In Hundeauslaufgebieten rund um Düsseldorf wird derzeit Werbung für den Dog-Day gemacht, der in diesem Jahr am Sonntag, den 26. Juni 2011 auf der Pferderennbahn in Düsseldorf stattfindet. Dies geschieht durch das Auslegen von Flyern, auf deren erster Seite bereits auf das zu zahlende Eintrittsgeld und darauf hingewiesen wird, dass


"für Hunde ein Impfausweis mitzubringen ist."


Der Flyer weist darüber hinaus auf die zahlreichen Veranstaltungen hin, die - glaubt man der Internetseite - für

 

"die artgerechte Beschäftigung mit dem Hund"

 

werben sollen. Dazu gehört nach Meinung der Veranstalter u.a. auch das Spielen mit Frisbee-Scheiben und die Entfesselung von Menschen. Immerhin gehören ja auch Physiotherapeuten zu den Ausstellern, die den besorgten Hundehaltern erklären werden, wie die bei den Frisbee-Spielen häufig verdrehten Wirbelsäulen und überdehnten Gelenkbänder wieder zu korrigieren sind. So ist die Liste endlos lang mit "artgerechten" Beschäftigungsmöglichkeiten. Dabei wird allerdings betont, dass es sich um keine "kommerzielle Event-Veranstaltung" handelt. Tatsächlich aber wird all den Ausstellern eine Plattform geboten, auf der sie für ihr jeweiliges Geschäftsfeld werben dürfen, wofür sicherlich auch ein Standgeld fällig ist. Es handelt sich also um eine völlig uneigennützige Veranstaltung zum Wohle - und zugleich auf Kosten des Hundes, der an der Kasse auch Eintritt zahlt. Dies geschieht nicht in Geld, das hat der Halter zuvor schon beim Tierarzt gelassen. Es geschieht in Form seiner Gesundheit, die durch die vom Veterinäramt erteilte Auflage, die Veranstaltung nur geimpft betreten zu dürfen, ruiniert wurde. Herrchen und Frauchen riskieren bereitwillig den Tod ihres Haustieres, damit sie es zur Anprobe von Halsband und Mäntelchen mit auf die Veranstaltung, die - und da wiederhole ich mich -  nicht kommerziell ist, mitnehmen können.

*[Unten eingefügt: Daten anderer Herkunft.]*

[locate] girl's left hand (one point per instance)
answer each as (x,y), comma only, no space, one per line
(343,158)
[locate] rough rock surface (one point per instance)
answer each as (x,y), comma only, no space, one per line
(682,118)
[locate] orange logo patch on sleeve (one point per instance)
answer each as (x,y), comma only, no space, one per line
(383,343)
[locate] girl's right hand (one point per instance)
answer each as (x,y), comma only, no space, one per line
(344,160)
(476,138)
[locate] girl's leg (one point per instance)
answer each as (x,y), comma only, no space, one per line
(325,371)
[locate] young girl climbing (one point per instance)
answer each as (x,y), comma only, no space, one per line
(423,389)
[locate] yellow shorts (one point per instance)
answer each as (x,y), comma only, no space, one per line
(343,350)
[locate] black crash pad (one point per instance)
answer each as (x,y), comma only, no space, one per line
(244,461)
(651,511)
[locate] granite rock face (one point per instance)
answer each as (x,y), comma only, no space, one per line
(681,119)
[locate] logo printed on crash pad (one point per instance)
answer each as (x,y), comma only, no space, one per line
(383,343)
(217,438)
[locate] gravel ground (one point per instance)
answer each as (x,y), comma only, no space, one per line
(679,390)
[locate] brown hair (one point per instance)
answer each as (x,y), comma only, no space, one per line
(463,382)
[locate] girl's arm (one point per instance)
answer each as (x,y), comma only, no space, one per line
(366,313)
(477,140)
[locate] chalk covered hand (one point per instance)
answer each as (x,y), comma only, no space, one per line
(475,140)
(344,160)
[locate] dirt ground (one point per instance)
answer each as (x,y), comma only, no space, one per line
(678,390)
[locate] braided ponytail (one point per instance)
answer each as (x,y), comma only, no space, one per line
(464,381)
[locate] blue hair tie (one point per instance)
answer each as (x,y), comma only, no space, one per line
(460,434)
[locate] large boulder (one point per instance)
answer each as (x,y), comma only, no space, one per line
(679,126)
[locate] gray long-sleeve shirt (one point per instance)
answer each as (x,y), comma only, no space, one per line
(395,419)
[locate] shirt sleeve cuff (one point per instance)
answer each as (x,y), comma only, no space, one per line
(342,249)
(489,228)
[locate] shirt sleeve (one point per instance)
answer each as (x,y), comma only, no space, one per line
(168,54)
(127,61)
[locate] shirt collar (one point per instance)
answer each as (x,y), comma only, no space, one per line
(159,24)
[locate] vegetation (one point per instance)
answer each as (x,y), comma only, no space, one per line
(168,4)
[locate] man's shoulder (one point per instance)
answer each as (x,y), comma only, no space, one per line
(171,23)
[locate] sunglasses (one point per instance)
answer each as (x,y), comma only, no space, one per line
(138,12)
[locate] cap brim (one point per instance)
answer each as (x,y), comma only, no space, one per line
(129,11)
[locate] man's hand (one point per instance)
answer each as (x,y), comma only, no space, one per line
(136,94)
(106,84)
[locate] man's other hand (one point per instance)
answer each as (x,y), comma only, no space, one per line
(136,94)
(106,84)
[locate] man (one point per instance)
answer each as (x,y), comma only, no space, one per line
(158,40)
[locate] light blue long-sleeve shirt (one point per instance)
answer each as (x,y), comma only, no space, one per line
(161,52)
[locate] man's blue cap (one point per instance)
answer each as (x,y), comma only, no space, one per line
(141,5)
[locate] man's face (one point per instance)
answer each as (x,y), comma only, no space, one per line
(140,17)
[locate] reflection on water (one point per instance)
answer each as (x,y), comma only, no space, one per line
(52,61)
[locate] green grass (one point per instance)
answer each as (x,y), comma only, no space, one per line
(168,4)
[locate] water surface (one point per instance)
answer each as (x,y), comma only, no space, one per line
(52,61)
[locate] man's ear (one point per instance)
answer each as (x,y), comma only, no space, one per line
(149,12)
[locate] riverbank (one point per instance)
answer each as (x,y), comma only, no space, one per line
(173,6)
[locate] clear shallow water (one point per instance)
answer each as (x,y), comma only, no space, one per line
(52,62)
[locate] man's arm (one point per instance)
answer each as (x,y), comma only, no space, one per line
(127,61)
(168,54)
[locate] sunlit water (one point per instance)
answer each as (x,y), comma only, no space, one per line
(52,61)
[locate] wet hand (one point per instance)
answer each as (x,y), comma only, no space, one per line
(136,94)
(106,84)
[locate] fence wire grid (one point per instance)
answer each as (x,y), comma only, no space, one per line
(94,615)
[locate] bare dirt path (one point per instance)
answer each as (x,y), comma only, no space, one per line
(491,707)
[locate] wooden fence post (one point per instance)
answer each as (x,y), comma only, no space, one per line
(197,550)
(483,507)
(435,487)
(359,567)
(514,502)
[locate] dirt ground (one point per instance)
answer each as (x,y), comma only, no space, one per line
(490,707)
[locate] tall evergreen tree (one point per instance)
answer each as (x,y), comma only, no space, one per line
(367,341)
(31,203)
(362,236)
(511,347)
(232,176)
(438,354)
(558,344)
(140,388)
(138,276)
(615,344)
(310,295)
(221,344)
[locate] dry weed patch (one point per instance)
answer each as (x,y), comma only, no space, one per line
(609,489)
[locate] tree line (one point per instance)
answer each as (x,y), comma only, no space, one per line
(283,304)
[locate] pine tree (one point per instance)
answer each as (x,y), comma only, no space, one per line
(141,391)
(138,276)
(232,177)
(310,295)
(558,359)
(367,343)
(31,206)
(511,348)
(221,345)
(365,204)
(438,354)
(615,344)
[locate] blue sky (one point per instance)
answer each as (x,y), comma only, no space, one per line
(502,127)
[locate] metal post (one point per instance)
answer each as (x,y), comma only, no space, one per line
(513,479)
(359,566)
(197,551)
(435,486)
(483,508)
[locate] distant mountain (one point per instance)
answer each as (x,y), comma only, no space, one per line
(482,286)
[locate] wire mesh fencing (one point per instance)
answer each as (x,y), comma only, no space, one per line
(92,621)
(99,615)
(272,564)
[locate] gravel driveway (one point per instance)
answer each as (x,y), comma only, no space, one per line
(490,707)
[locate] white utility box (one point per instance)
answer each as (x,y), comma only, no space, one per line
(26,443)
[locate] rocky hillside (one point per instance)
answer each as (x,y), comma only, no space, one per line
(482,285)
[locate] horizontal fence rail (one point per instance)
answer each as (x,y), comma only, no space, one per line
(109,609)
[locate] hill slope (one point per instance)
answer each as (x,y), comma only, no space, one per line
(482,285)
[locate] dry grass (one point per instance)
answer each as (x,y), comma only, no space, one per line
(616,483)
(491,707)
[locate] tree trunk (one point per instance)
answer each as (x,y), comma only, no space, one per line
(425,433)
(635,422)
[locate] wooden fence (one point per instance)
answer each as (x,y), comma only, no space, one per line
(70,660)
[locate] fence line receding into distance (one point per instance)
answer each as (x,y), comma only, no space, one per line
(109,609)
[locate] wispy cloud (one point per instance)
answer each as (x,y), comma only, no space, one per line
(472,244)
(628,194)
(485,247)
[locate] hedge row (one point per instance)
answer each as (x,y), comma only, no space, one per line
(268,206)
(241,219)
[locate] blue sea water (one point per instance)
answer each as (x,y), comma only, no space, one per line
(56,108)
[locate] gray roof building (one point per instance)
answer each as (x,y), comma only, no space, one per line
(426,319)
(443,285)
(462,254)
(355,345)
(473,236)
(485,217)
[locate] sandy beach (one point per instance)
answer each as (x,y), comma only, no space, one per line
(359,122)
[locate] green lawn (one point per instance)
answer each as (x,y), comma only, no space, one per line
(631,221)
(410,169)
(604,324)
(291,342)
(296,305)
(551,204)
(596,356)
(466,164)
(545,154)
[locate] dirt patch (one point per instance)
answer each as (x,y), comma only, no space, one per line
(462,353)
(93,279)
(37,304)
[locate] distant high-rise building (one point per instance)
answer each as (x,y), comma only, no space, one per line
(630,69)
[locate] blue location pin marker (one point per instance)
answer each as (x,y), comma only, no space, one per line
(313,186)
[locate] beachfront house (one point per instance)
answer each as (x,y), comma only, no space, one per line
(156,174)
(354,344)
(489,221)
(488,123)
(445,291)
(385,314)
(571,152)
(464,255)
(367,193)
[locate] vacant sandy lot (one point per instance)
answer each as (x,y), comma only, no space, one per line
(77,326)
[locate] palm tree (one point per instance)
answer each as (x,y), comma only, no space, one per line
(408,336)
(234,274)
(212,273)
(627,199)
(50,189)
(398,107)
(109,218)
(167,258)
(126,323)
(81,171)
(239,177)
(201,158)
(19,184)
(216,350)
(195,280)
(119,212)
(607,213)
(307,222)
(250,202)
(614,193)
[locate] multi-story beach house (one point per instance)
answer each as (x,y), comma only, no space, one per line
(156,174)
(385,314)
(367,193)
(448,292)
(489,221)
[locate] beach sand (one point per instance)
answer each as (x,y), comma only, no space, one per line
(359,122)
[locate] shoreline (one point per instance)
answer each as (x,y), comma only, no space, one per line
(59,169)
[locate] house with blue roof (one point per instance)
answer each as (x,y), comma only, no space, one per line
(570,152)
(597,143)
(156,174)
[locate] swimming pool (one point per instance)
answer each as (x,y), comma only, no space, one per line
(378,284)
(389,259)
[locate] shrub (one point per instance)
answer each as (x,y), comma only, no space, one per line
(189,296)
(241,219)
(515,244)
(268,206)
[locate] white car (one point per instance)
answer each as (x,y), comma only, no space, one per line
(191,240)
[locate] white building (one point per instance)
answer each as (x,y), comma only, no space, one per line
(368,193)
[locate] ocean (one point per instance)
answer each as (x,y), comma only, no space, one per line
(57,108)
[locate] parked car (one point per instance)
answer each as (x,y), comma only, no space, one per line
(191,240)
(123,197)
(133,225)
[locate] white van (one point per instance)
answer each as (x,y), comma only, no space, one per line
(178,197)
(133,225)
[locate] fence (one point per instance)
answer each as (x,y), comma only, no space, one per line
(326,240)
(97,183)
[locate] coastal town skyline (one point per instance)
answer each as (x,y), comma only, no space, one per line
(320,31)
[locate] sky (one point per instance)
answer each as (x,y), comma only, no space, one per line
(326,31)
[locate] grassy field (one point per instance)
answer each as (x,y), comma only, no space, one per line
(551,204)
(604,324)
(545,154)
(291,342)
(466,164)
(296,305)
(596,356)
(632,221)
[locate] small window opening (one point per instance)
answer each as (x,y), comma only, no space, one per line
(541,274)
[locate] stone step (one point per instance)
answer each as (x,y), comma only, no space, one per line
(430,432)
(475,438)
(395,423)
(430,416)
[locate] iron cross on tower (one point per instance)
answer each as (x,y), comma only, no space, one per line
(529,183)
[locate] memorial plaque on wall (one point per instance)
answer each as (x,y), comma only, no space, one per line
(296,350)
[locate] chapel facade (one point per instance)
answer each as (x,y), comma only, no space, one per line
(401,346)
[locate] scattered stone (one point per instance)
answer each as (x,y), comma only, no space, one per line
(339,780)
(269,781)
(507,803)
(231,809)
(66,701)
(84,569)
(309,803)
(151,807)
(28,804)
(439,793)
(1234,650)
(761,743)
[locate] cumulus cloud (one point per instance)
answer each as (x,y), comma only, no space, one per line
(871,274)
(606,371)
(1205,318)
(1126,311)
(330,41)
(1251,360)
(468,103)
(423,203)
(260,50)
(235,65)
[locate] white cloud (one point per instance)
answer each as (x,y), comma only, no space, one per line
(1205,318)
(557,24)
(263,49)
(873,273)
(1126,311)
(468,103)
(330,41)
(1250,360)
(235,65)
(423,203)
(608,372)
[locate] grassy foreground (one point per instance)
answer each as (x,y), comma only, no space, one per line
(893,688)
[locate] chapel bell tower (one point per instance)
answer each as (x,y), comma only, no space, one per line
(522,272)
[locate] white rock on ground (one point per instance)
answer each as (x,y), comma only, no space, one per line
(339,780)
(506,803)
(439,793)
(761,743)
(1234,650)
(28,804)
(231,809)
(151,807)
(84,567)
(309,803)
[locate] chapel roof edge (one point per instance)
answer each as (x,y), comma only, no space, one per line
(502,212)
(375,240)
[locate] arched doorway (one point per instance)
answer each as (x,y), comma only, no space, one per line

Noch immer konnte seitens des Veterinäramtes der wissenschaftlich nachprüfbare Nachweis für das Vorhandensein eines Tollwutvirus nicht erbracht werden und doch glauben die dort Verantwortlichen, ihm auf der Pferderennbahn in Düsseldorf zu begegnen. Wir raten nochmals dazu, ihn einzufangen. Das Preisgeld für den wissenschaftlichen nachprüfbaren Nachweis in Höhe von 20.000 € hat sich noch niemand abgeholt!